Parole d'expert : Pr. Laurence Zitvogel

Le Pr. Laurence Zitvogel dirige le Laboratoire immunologie des tumeurs et immunothérapie contre le cancer, une unité mixte de recherche (Inserm, Gustave Roussy, Université Paris-Sud). Avec son équipe, elle a découvert que l’efficacité des thérapies anticancéreuses serait influencée par le microbiote.

Par quels mécanismes le microbiote influence-t-il l’efficacité d’une chimiothérapie et d’une immunothérapie ?

Nous avons montré que la chimiothérapie provoque une perméabilité intestinale favorisant la diffusion des bactéries vers le système immunitaire.
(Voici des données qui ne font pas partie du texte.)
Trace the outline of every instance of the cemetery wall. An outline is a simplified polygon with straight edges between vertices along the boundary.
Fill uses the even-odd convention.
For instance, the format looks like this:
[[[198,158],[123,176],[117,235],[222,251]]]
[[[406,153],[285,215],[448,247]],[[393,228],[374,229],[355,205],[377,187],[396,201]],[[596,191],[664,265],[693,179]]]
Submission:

Cet inconvénient, à l’origine d’effets secondaires (nausées, diarrhées, vomissements), s’avère paradoxalement très utile puisqu’il stimule le système immunitaire et booste l’effet du médicament antitumoral.

Quant à l’immunothérapie, qui consiste à mobiliser le système immunitaire contre les tumeurs, son succès semble également dépendre du microbiote intestinal, qui agirait selon trois grands mécanismes  :

  • Sa composition influence la répartition des lymphocytes (globules blancs) dans le tube digestif, et donc le système de défense de l’organisme, comme l’ont montré certains articles récents  ;
  • Certains de ses métabolites activeraient le système immunitaire, ce qui reste à démontrer  ;
  • Les mécanismes de réparation de la barrière intestinale qu’il active contribueraient à l’efficacité des traitements.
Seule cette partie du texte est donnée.